Excursão do Umuarama
Diário de
bordo dos anos 40
Texto:
Jorge Gross
Transcrição e comentários: Carlos Altmayer Gonçalves Manotaço
Originalmente publicado na Revista Yachting Brasileiro nº
22 (Agosto – 1946)
24-1-1946 - Depois de algumas semanas de “ planos, preparativos, etc...”, eis chegado o dia da partida para a viagem a Rio Grande. São quase 11 horas quando estamos prontos para largar. Sempre há muitas cousas para serem preparadas e guardadas, mesmo quando, segundo constava, “já estava tudo pronto”. Constatamos entristecidos que a bebida abordo ainda não está gelada, o que faz necessária mais uma subida até a copa do Clube, para satisfazer esta nossa grande necessidade espiritual ! Assim, saudamos devidamente, com um copo geladinho, o início da excursão, que começa bem, pois o comodoro já perdeu uma manilha.
[Comodoro: Erwin Bier, comandante do Umuarama. Umuarama: local de encontro de amigos. Em tupy – guarani.]

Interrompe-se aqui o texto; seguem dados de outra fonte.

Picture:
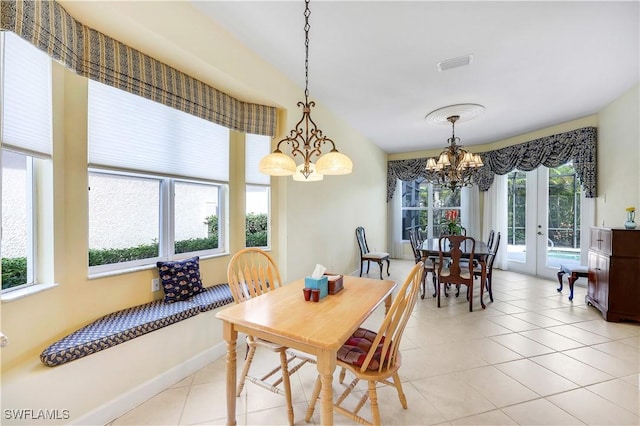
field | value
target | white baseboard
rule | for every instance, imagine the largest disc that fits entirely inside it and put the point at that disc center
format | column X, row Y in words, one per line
column 115, row 408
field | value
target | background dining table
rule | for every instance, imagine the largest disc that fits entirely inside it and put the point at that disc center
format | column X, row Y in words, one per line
column 430, row 247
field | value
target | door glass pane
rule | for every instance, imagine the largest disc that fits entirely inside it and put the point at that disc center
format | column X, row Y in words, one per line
column 517, row 216
column 563, row 244
column 196, row 217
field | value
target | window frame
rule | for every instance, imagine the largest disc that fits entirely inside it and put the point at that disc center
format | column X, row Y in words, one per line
column 166, row 231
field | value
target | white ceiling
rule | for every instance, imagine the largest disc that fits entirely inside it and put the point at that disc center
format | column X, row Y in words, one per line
column 535, row 64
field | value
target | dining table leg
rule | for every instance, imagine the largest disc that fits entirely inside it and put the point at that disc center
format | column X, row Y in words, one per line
column 230, row 335
column 326, row 363
column 483, row 280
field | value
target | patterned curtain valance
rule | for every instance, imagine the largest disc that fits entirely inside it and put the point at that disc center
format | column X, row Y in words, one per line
column 578, row 145
column 92, row 54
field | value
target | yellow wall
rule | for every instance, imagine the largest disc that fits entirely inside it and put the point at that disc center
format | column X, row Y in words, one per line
column 312, row 223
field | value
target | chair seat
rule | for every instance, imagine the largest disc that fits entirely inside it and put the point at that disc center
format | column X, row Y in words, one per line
column 355, row 349
column 445, row 273
column 376, row 255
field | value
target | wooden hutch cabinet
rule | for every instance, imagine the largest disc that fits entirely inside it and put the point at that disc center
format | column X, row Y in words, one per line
column 614, row 273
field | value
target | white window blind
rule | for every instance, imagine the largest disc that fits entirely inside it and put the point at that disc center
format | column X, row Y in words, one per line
column 130, row 132
column 256, row 147
column 26, row 97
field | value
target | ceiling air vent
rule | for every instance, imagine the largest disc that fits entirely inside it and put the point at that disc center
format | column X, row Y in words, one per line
column 455, row 62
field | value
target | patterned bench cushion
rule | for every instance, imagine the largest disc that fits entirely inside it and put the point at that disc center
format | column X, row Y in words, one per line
column 119, row 327
column 115, row 328
column 213, row 297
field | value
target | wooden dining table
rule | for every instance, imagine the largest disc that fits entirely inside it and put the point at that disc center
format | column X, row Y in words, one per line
column 430, row 247
column 282, row 316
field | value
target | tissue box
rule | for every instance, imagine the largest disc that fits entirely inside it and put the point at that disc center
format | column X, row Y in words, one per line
column 319, row 283
column 335, row 282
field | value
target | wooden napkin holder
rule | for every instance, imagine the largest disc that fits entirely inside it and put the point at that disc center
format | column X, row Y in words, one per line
column 335, row 283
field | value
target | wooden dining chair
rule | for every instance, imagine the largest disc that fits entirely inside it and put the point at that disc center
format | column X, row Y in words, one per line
column 375, row 357
column 453, row 269
column 477, row 270
column 368, row 256
column 429, row 262
column 252, row 272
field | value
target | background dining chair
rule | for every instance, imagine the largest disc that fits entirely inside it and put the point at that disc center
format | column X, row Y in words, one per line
column 477, row 270
column 368, row 256
column 252, row 272
column 429, row 262
column 452, row 268
column 375, row 357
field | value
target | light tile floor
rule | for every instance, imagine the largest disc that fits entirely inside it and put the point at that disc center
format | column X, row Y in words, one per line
column 530, row 358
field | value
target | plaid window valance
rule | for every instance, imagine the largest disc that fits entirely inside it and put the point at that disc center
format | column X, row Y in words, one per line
column 94, row 55
column 578, row 145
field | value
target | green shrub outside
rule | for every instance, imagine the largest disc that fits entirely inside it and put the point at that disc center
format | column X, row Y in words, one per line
column 14, row 270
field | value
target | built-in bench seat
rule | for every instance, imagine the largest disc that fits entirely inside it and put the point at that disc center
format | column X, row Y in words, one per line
column 121, row 326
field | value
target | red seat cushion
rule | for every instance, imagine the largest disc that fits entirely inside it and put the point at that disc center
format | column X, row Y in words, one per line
column 356, row 348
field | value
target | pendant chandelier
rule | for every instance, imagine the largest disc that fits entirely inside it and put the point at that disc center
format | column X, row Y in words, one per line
column 455, row 167
column 306, row 140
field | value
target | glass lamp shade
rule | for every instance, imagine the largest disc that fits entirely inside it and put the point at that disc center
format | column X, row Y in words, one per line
column 313, row 177
column 334, row 163
column 277, row 164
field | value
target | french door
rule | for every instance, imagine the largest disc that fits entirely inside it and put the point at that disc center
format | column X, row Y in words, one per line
column 544, row 220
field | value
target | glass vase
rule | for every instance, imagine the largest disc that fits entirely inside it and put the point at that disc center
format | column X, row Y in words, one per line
column 630, row 223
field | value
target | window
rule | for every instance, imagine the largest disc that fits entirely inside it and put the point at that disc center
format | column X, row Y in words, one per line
column 26, row 176
column 257, row 192
column 424, row 207
column 157, row 182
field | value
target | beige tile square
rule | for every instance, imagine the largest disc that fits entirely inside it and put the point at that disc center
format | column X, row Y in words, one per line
column 452, row 397
column 521, row 345
column 535, row 377
column 575, row 333
column 537, row 319
column 500, row 389
column 603, row 361
column 512, row 323
column 592, row 409
column 619, row 350
column 495, row 417
column 552, row 340
column 163, row 409
column 572, row 369
column 540, row 412
column 619, row 392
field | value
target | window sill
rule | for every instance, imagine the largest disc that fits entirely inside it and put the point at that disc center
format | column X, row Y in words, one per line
column 14, row 295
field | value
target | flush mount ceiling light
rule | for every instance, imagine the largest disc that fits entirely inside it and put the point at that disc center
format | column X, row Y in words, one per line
column 460, row 61
column 455, row 167
column 306, row 140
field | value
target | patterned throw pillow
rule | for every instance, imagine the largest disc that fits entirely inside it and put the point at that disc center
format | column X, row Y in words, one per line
column 356, row 348
column 180, row 279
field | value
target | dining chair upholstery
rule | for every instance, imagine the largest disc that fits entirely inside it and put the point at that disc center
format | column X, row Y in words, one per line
column 375, row 357
column 429, row 262
column 477, row 270
column 251, row 272
column 368, row 256
column 452, row 268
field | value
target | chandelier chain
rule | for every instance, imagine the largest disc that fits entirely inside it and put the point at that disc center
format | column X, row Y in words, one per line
column 307, row 27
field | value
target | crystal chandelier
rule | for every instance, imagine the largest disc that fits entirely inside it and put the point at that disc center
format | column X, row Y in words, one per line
column 306, row 140
column 455, row 166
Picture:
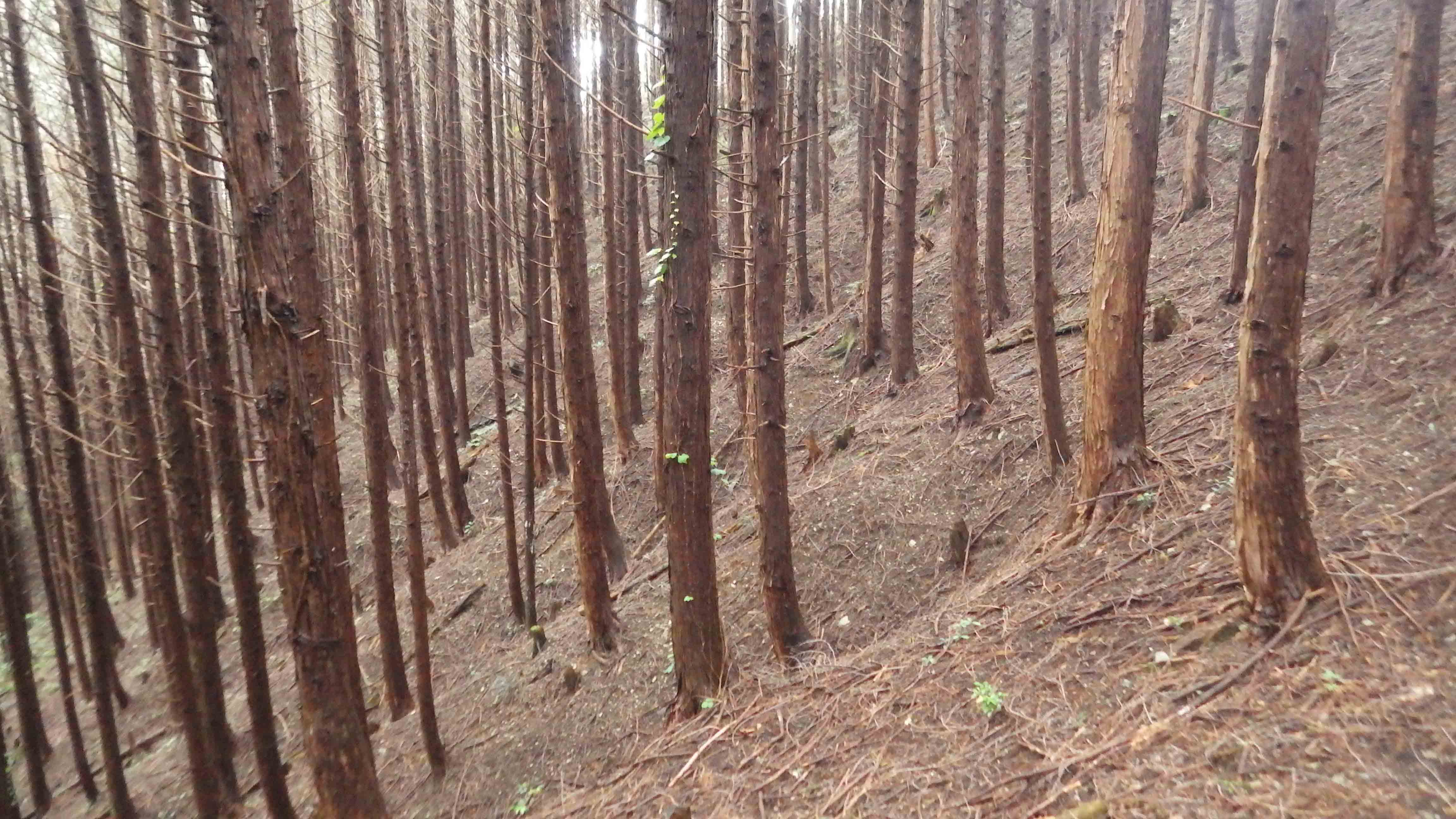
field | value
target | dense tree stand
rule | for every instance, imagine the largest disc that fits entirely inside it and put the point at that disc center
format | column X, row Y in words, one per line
column 1279, row 559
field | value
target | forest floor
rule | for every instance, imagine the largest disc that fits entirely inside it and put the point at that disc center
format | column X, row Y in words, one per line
column 1100, row 655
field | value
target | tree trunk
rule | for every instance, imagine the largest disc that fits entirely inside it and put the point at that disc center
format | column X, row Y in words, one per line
column 283, row 320
column 908, row 180
column 932, row 84
column 998, row 308
column 1228, row 24
column 739, row 196
column 1114, row 436
column 1077, row 174
column 60, row 343
column 18, row 653
column 1045, row 296
column 9, row 804
column 442, row 280
column 1248, row 151
column 40, row 522
column 372, row 363
column 873, row 327
column 209, row 782
column 600, row 551
column 804, row 97
column 226, row 445
column 1279, row 559
column 420, row 285
column 973, row 379
column 825, row 156
column 1409, row 223
column 1093, row 59
column 202, row 689
column 698, row 640
column 635, row 202
column 612, row 257
column 1196, row 135
column 411, row 375
column 781, row 595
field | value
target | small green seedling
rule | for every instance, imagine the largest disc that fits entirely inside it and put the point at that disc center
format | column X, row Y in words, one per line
column 960, row 632
column 525, row 795
column 989, row 699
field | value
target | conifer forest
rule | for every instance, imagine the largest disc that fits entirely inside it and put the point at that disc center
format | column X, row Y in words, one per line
column 727, row 409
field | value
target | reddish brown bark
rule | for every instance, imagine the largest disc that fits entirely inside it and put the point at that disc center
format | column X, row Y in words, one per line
column 688, row 164
column 1279, row 559
column 599, row 546
column 1196, row 133
column 1409, row 222
column 908, row 181
column 781, row 595
column 1248, row 151
column 998, row 308
column 1053, row 420
column 197, row 675
column 60, row 346
column 1114, row 436
column 271, row 186
column 973, row 379
column 1077, row 174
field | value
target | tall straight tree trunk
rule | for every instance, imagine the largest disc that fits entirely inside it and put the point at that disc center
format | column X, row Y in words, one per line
column 40, row 522
column 1053, row 422
column 283, row 320
column 1228, row 24
column 459, row 317
column 443, row 276
column 193, row 522
column 1114, row 436
column 420, row 285
column 908, row 181
column 600, row 551
column 1279, row 559
column 226, row 445
column 1248, row 151
column 47, row 258
column 826, row 155
column 1196, row 135
column 635, row 203
column 618, row 350
column 494, row 298
column 932, row 87
column 1095, row 14
column 873, row 325
column 804, row 97
column 1077, row 174
column 209, row 782
column 767, row 388
column 698, row 639
column 973, row 378
column 18, row 653
column 739, row 196
column 9, row 804
column 998, row 308
column 372, row 362
column 1409, row 223
column 411, row 372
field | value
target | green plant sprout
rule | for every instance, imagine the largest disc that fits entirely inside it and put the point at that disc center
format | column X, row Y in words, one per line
column 989, row 699
column 525, row 795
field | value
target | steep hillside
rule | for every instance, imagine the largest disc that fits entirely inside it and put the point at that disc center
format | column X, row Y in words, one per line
column 1117, row 668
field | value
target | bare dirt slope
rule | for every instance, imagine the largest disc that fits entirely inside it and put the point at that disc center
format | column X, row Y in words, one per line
column 1097, row 659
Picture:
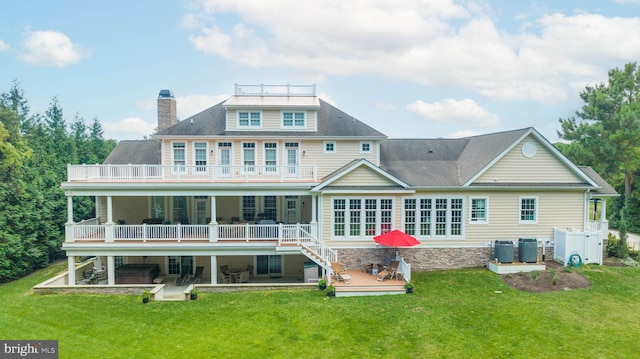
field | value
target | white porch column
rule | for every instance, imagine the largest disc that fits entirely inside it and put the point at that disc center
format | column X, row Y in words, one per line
column 109, row 209
column 214, row 213
column 111, row 270
column 213, row 224
column 71, row 268
column 109, row 226
column 314, row 215
column 214, row 270
column 69, row 207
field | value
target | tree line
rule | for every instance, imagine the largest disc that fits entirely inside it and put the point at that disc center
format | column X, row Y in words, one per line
column 605, row 134
column 34, row 152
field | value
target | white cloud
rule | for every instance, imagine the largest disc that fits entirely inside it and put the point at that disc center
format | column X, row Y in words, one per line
column 130, row 128
column 385, row 106
column 435, row 43
column 465, row 112
column 51, row 48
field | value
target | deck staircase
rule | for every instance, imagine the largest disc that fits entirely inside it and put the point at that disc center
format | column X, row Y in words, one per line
column 310, row 246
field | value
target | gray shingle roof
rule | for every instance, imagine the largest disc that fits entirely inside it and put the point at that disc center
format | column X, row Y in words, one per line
column 332, row 122
column 605, row 189
column 145, row 152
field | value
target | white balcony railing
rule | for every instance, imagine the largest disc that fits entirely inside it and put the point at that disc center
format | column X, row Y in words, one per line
column 181, row 232
column 143, row 173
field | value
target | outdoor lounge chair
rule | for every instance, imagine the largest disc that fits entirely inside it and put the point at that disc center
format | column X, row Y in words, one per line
column 185, row 275
column 338, row 272
column 381, row 276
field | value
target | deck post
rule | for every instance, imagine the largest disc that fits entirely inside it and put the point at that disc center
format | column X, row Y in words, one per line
column 71, row 269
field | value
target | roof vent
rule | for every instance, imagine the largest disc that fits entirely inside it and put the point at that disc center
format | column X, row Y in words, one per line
column 166, row 94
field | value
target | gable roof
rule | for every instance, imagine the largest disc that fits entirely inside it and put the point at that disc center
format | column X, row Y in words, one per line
column 142, row 152
column 443, row 162
column 331, row 122
column 605, row 188
column 352, row 166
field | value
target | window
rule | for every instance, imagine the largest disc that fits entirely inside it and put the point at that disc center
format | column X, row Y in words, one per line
column 200, row 150
column 339, row 211
column 249, row 156
column 428, row 217
column 293, row 120
column 478, row 211
column 528, row 210
column 359, row 218
column 329, row 147
column 179, row 157
column 119, row 261
column 249, row 119
column 271, row 157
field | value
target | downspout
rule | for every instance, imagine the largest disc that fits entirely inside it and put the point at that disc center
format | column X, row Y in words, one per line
column 587, row 198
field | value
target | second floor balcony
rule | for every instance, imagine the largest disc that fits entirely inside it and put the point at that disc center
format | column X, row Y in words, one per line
column 184, row 173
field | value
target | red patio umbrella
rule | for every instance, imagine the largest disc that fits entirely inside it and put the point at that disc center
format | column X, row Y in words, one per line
column 396, row 238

Durante toda a manhã soprara maravilhosa brisa norte, mas quando largamos do flutuador, o ar está completamente parado. Apelamos para o motor que, porém, como sempre nessas ocasiões, só depois de algum trabalho resolve contribuir e funcionar. Enquanto isso, a nossa “pérola” Hansi [Hansi Von Ortemberg, casada com Joachim Von Ortemberg eram parceiros de Erwin Bier até os tempos do Umuarama III, em fins dos anos 60. É de autoria deles os belos quadros do Guaíba que ornamentavam a sede do VDS e do CDJ]está ativamente ocupada com a fabricação de sanduíches, etc... A “beleza” do motor anda com defeito na bomba d’água e somos obrigados a pará-lo. Em vão rogamos aos céus que nos mandem um tostão de vento. Finalmente as nossas preces são ouvidas, mas a primeira rajadinha leva à água uma carta que se achava sobre a cabine, a secar. No Frigorífico suprimo-nos de gelo e por volta das 12 horas estamos seguindo com uma brisinha. Vem o almôço. Eis o menu: Arroz – bom; Ervilhas – salgadíssimas; Filé – ótimo ! À tarde o vento norte melhora. Vamos na moleza, tomando Brahma chope... devido às ervilhas – sempre é bom ter-se um pretexto. A vitrola funciona e os livros de anedota também. São 19 e 30 hs. quando chegamos ao Sítio. “Atlantis”, nosso companheiro de viagem, já se encontra aí. O barômetro está baixíssimo, 742. Espera-se um furacão e todas as pequenas embarcações aguardam, no abrigo do Sítio, um tempo melhor.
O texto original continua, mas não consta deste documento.